Apesar disso, “Angola manifesta toda a sua disponibilidade para continuar a apoiar todos os esforços na promoção da cooperação entre as nações todos de todo mundo e na consolidação da paz”.

Recordemos o 40º aniversário da admissão da República de Angola na Organização das Nações Unidas, ocorrida no dia 1 de Dezembro de 1976. O acto foi presidido pelo Representante Permanente de Angola junto das Nações Unidas, embaixador Ismael Gaspar Martins, e contou com a participação do representante Permanente adjunto, Embaixador Hélder Lucas, a embaixatriz Luzia Gaspar Martins e funcionários da Missão Permanente.

Na ocasião, o embaixador Ismael Martins descreveu o percurso de Angola desde a luta pela sua independência até à admissão na Organização das Nações Unidas.

Durante a singela cerimónia, decorrida nas instalações da Missão Permanente, o embaixador Ismael Martins exortou os funcionários a continuarem a primar pelo patriotismo e preservação das importantes conquistas do país na arena interna e internacional.

Angola foi admitida como Membro da ONU durante a 31ª sessão da Assembleia Geral, presidida por Hamilton Shirley Amerasinghe (Sri Lanka) e na qual o país participou com uma delegação chefiada pelo então ministro das Relações Exteriores e depois Presidente da República durante 38 anos, José Eduardo dos Santos. A cerimónia foi presenciada pelo ex-Secretário-Geral das Nações Unidas, Kurt Waldheim.

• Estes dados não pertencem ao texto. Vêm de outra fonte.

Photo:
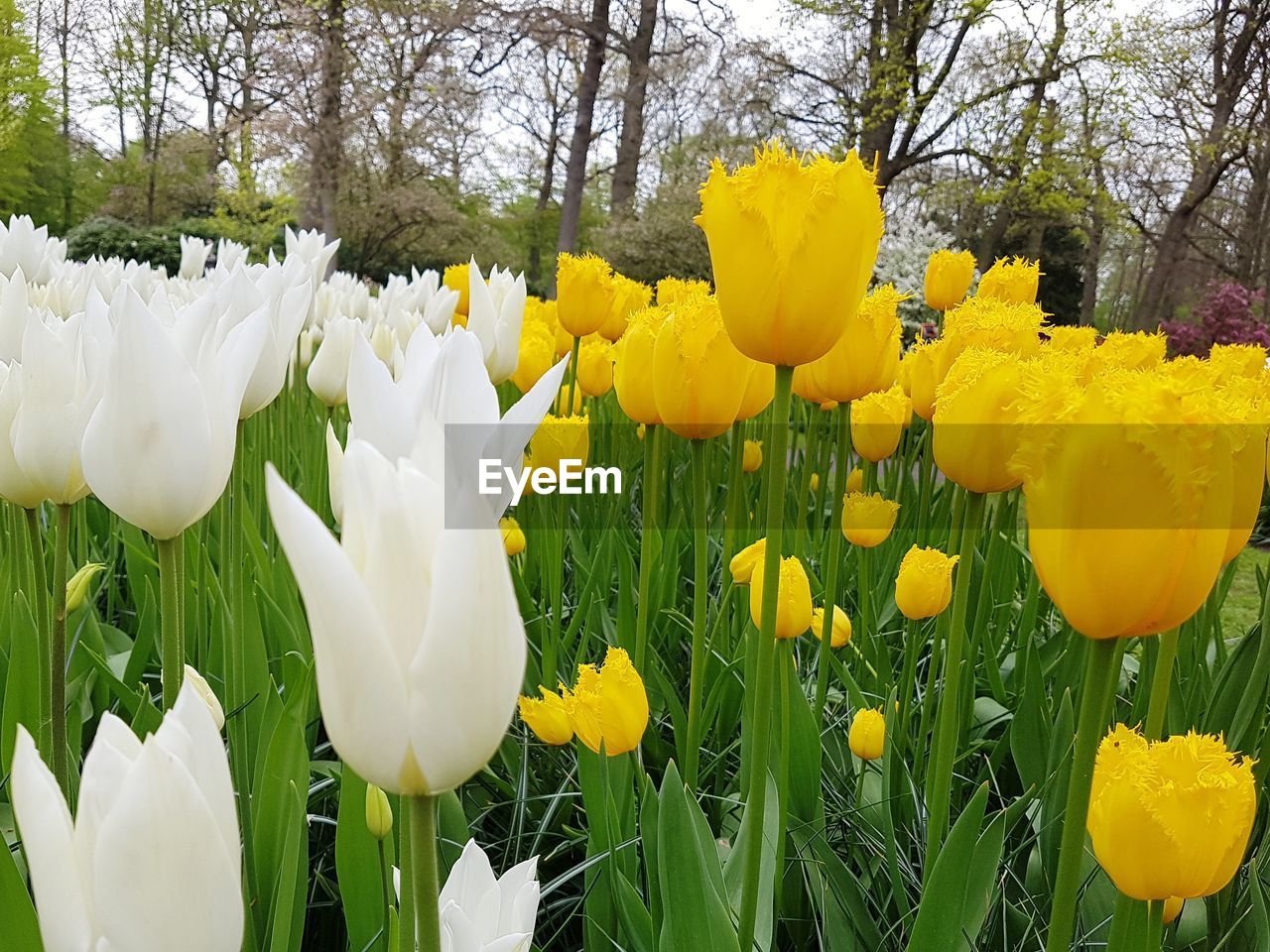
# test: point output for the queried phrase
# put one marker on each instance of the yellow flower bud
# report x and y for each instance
(743, 563)
(924, 585)
(793, 243)
(878, 421)
(697, 370)
(841, 633)
(559, 438)
(595, 367)
(548, 717)
(79, 584)
(379, 812)
(867, 735)
(867, 520)
(513, 536)
(1011, 280)
(1171, 817)
(584, 293)
(793, 598)
(948, 278)
(633, 373)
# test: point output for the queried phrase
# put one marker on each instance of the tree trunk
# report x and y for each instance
(325, 149)
(579, 146)
(631, 140)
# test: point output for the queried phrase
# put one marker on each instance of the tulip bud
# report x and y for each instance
(79, 585)
(841, 631)
(548, 717)
(743, 563)
(793, 598)
(207, 694)
(513, 536)
(948, 278)
(924, 585)
(867, 520)
(379, 812)
(867, 735)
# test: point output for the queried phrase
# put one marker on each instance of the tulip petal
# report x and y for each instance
(359, 684)
(48, 838)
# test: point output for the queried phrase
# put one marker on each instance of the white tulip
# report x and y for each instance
(151, 862)
(495, 312)
(193, 257)
(480, 912)
(159, 447)
(327, 371)
(417, 635)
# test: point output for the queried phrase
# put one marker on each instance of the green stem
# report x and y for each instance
(699, 592)
(763, 644)
(939, 789)
(1161, 680)
(1100, 678)
(427, 881)
(841, 468)
(58, 651)
(44, 636)
(169, 604)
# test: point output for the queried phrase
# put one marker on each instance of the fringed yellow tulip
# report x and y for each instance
(548, 717)
(793, 598)
(948, 278)
(878, 421)
(793, 243)
(584, 293)
(867, 520)
(867, 735)
(841, 631)
(865, 358)
(1170, 819)
(697, 370)
(924, 585)
(1012, 280)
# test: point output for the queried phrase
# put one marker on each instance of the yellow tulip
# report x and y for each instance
(948, 278)
(633, 373)
(697, 370)
(584, 293)
(595, 366)
(671, 290)
(456, 278)
(1011, 280)
(379, 812)
(561, 438)
(841, 631)
(629, 298)
(513, 536)
(1130, 499)
(743, 563)
(975, 422)
(538, 354)
(793, 598)
(793, 243)
(865, 358)
(876, 422)
(79, 584)
(867, 520)
(608, 705)
(548, 717)
(867, 735)
(924, 585)
(1171, 817)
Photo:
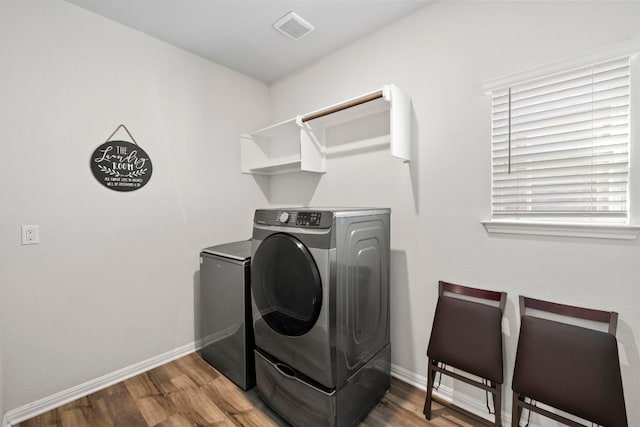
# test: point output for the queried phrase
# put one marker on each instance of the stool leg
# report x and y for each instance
(516, 410)
(497, 403)
(427, 403)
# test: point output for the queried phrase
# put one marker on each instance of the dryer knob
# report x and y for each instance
(284, 217)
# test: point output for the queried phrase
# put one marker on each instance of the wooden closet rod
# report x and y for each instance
(344, 106)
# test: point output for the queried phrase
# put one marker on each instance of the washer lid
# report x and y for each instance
(240, 250)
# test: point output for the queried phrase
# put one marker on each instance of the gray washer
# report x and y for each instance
(225, 307)
(320, 298)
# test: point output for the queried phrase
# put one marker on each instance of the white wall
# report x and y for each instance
(112, 282)
(440, 56)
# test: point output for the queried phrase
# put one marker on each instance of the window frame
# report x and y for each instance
(589, 229)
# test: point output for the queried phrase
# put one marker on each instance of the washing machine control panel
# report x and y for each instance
(309, 219)
(294, 218)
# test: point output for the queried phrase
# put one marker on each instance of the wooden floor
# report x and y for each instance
(189, 392)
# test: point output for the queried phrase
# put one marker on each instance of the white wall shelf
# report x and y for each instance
(300, 143)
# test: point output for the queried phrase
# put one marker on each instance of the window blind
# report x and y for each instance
(560, 146)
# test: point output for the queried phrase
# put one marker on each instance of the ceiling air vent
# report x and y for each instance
(293, 26)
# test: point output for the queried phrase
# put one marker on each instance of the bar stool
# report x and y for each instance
(571, 368)
(467, 335)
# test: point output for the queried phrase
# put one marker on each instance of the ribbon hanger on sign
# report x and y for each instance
(126, 130)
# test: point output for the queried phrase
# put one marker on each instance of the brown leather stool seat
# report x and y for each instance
(467, 335)
(570, 368)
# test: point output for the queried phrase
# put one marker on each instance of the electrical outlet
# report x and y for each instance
(30, 235)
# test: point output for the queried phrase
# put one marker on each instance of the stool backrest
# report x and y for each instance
(571, 368)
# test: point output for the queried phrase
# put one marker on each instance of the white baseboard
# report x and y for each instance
(22, 413)
(38, 407)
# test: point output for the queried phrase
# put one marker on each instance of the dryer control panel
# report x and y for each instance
(294, 218)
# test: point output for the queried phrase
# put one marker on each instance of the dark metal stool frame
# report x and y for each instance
(524, 369)
(493, 387)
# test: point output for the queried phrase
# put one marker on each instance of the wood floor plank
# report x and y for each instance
(141, 386)
(189, 392)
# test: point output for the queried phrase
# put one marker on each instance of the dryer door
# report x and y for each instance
(286, 285)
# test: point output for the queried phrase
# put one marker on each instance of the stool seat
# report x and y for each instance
(570, 368)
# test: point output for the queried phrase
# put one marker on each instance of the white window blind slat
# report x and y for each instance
(560, 146)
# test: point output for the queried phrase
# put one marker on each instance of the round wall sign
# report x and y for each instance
(121, 166)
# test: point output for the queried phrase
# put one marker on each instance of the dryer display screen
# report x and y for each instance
(309, 218)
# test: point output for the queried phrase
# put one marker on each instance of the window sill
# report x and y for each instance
(595, 231)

Na altura, José Eduardo dos Santos recordou aos presentes as inúmeras dificuldades enfrentadas pelo povo angolano para alcançar a Independência Nacional, e expressou gratidão aos Estados Membros da ONU que apoiaram esses esforços de liberdade.

Desde a sua admissão na ONU, Angola tem sido um membro activo e interventivo, tendo integrado vários órgãos, com realce para o Conselho de Segurança (2003-2004 e 2015-2016), Conselho de Direitos Humanos e Conselho Económico e Social.

Foto: O então Ministro das Relações Exteriores, José Eduardo dos Santos, falando na ONU durante a 31ª sessão da Assembleia Geral.